I can certainly think of other ways this would be way worse if things were even more centralized (like imagine there was no independent Rethink Priorities or other groups and CEA controlled literally 100% of the jobs… also centralized groups can better protect and shield high-profile abusers) but I can also think of ways decentralization makes things worse (e.g., in my very limited past experience I’ve personally witnessed decentralization make an abuser be able to move easily from small group to small group without people knowing). This makes me think most that broad generalizations about centralization vs. decentralization are not the most productive axis of analysis here for solving the problem.
Thank you for the thoughtful reply! I think the kind of debate that you indicated to have had is exactly what we need to make sense of such emotionally difficult and complex topics.
Even if you come to the conclusion that other framings seem more useful to you, we can’t have confidence in such conclusions if they are made ex ante without deliberate engagement with the content. So thanks for doing that!
I personally think that we may need to take more time to really try to understand and explore the problem we are facing here, before focusing on solutions. I have the feeling that something broader than „isolated incidents“ of sexual harassment is the right way to frame the problem here. There have been „community-related“ issues after issues popping up over the last few months. We should step back and try to look at the whole picture here and try to understand the mechanisms and drivers that lead to such events. I think this is happening to some degree but it still feels like we could be doing this more explicitly and openly. I really think there’s a lot at stake regarding the future development of the movement.
Sorry, this got meta pretty quickly…
As an example of this, I’m involved in the contra dance community which is almost entirely organized at the level of individual dance groups. I can think of several examples of people who moved on to a different group after getting kicked out of their original group, sometimes multiple times.

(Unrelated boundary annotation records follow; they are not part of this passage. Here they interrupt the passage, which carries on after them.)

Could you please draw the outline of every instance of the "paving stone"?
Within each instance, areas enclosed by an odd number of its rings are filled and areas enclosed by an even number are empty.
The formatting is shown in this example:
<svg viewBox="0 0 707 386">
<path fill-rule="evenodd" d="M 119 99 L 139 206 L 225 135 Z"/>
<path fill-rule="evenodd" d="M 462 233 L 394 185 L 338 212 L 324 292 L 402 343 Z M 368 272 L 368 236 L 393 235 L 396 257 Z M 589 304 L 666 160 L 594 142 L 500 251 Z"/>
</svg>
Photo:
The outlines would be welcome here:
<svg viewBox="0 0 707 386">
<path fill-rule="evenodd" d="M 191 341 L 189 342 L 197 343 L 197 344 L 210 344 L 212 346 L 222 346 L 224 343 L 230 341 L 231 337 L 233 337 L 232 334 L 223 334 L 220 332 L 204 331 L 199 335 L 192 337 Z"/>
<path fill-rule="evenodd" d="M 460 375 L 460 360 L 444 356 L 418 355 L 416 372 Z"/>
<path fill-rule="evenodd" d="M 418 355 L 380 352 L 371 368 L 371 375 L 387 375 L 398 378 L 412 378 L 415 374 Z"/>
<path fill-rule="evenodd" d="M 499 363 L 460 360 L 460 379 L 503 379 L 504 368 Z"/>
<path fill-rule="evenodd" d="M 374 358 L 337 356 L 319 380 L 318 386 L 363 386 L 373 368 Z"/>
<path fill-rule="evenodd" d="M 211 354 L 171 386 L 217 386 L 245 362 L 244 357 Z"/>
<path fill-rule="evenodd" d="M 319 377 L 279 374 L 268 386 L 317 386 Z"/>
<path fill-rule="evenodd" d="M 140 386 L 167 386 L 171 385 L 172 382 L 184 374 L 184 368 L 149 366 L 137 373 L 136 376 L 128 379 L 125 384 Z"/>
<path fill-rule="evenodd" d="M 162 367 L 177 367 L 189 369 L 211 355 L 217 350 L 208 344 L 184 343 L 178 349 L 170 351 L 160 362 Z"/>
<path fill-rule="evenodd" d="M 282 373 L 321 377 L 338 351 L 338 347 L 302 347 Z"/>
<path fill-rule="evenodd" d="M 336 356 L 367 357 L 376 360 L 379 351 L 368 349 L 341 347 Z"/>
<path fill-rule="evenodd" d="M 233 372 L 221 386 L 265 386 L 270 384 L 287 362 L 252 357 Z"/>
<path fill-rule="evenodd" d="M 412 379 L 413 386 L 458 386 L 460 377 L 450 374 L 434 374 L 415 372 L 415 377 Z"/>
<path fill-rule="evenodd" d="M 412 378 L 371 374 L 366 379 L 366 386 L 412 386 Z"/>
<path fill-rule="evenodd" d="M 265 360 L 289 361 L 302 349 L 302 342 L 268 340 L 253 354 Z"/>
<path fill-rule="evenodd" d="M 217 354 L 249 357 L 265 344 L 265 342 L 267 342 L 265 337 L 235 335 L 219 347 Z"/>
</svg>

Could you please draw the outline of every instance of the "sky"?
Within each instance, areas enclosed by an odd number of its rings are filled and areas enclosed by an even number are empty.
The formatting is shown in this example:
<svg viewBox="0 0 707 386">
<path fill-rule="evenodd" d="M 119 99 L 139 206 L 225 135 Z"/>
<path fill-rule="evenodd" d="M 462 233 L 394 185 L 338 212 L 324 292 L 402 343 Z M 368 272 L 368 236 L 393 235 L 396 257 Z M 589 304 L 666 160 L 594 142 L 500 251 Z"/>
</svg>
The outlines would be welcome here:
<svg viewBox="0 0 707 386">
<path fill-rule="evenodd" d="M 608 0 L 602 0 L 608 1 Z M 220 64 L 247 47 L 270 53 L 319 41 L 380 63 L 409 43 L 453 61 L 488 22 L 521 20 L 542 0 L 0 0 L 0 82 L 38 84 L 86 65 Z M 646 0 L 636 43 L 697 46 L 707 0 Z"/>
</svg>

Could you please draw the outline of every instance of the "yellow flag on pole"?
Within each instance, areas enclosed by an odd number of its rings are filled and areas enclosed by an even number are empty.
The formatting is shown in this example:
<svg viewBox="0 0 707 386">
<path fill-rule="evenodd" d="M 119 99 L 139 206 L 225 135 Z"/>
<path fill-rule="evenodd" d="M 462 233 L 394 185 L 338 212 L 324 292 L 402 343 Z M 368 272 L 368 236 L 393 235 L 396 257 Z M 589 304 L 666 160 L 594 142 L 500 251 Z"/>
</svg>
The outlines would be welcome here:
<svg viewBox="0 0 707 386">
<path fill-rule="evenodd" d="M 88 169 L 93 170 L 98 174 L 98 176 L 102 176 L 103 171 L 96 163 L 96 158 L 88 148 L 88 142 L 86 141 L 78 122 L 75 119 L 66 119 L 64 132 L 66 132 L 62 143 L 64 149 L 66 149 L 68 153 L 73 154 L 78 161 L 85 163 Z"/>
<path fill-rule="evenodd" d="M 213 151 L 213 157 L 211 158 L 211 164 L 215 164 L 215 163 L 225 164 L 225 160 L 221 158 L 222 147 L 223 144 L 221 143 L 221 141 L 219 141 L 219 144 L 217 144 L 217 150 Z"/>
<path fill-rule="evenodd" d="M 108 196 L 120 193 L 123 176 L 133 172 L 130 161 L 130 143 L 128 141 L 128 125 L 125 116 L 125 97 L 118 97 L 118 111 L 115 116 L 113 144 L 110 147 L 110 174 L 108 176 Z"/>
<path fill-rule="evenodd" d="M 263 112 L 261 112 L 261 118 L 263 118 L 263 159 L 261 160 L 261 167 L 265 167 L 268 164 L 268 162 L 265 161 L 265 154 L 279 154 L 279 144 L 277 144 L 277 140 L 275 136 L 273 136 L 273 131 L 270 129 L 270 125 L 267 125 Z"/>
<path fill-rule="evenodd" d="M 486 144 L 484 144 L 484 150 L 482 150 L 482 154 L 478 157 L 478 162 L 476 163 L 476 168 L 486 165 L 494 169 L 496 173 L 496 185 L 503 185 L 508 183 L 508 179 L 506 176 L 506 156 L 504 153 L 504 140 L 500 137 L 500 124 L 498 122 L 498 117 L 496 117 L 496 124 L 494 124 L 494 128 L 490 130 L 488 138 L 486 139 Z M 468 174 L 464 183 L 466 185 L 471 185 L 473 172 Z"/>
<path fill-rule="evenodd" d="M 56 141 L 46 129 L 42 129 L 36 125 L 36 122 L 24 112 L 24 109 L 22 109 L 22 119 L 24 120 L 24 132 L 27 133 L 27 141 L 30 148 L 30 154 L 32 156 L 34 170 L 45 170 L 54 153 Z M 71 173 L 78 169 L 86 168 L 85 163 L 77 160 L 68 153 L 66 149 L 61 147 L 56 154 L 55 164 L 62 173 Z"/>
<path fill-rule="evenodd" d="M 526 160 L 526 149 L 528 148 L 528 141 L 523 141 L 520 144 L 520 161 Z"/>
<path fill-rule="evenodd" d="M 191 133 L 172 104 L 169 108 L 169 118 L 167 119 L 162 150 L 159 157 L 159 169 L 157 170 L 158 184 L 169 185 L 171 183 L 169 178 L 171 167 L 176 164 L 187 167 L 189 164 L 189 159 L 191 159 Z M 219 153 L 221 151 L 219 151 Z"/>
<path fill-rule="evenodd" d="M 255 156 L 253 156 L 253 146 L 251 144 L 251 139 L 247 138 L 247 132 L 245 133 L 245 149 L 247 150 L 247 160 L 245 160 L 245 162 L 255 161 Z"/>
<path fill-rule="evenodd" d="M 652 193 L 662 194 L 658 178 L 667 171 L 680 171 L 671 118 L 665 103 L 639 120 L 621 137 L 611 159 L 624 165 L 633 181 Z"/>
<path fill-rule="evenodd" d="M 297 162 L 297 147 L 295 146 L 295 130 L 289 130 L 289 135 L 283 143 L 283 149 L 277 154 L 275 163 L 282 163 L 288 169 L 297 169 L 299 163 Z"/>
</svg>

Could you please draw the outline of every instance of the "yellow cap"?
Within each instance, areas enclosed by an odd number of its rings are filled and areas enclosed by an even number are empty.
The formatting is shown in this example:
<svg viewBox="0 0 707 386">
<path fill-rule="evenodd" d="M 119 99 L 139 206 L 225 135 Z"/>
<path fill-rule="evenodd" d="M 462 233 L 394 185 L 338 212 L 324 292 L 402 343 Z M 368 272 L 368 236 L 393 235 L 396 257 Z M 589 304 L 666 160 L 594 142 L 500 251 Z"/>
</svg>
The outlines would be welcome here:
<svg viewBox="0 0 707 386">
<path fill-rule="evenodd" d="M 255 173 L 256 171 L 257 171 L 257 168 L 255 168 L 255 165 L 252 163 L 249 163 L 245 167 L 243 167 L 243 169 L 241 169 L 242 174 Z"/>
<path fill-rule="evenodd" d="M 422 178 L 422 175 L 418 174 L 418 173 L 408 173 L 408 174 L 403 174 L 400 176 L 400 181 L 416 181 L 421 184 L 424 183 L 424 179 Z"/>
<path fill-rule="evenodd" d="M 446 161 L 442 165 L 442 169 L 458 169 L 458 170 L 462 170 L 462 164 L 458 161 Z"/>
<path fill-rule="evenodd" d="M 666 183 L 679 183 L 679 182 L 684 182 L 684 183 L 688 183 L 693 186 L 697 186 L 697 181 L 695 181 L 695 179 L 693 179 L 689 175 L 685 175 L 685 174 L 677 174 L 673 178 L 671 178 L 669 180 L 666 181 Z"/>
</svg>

Some of this is that the contra dance world doesn’t have any group with the role of CEA’s community health team (disclosure: my wife is on that team), but even if it did have one it would be very hard to coordinate with the hundreds of local groups around the country. In a decentralized system it’s very hard to share information about bad actors to the people who need to know it without making it essentially public, and making things public is often a large escalation that people who report problems to you don’t want.
But those are two very different communities / movements and I don’t think that the situations are similar. As you said, there is something like CEA and the EA movement also has the ambition to act in a somewhat coordinated fashion to solve the world’s biggest problems, whereas dance groups grow like wild flowers wherever and whenever enough people interested in dance come together regularly.
I am not saying that there is nothing to learn by comparing these different situations but this doesn’t seem to be an argument against the theory that centralization of power could have somehow contributed to creating an environment in which people felt badly treated or even harassed. Rather it seems to be more of an illustration that preventing such behaviors is a really difficult problem regardless of concentration of power.
That’s a pretty different claim from the “this is what happens when you centralize power so much” that started this thread!
My point here was that the conclusion that can be drawn from your example is orthogonal to the question of how concentrated power is. Your example did not provide much evidence against the claim that concentration of power may be a contributing factor to the issue here. Feel free to reread my prior comment.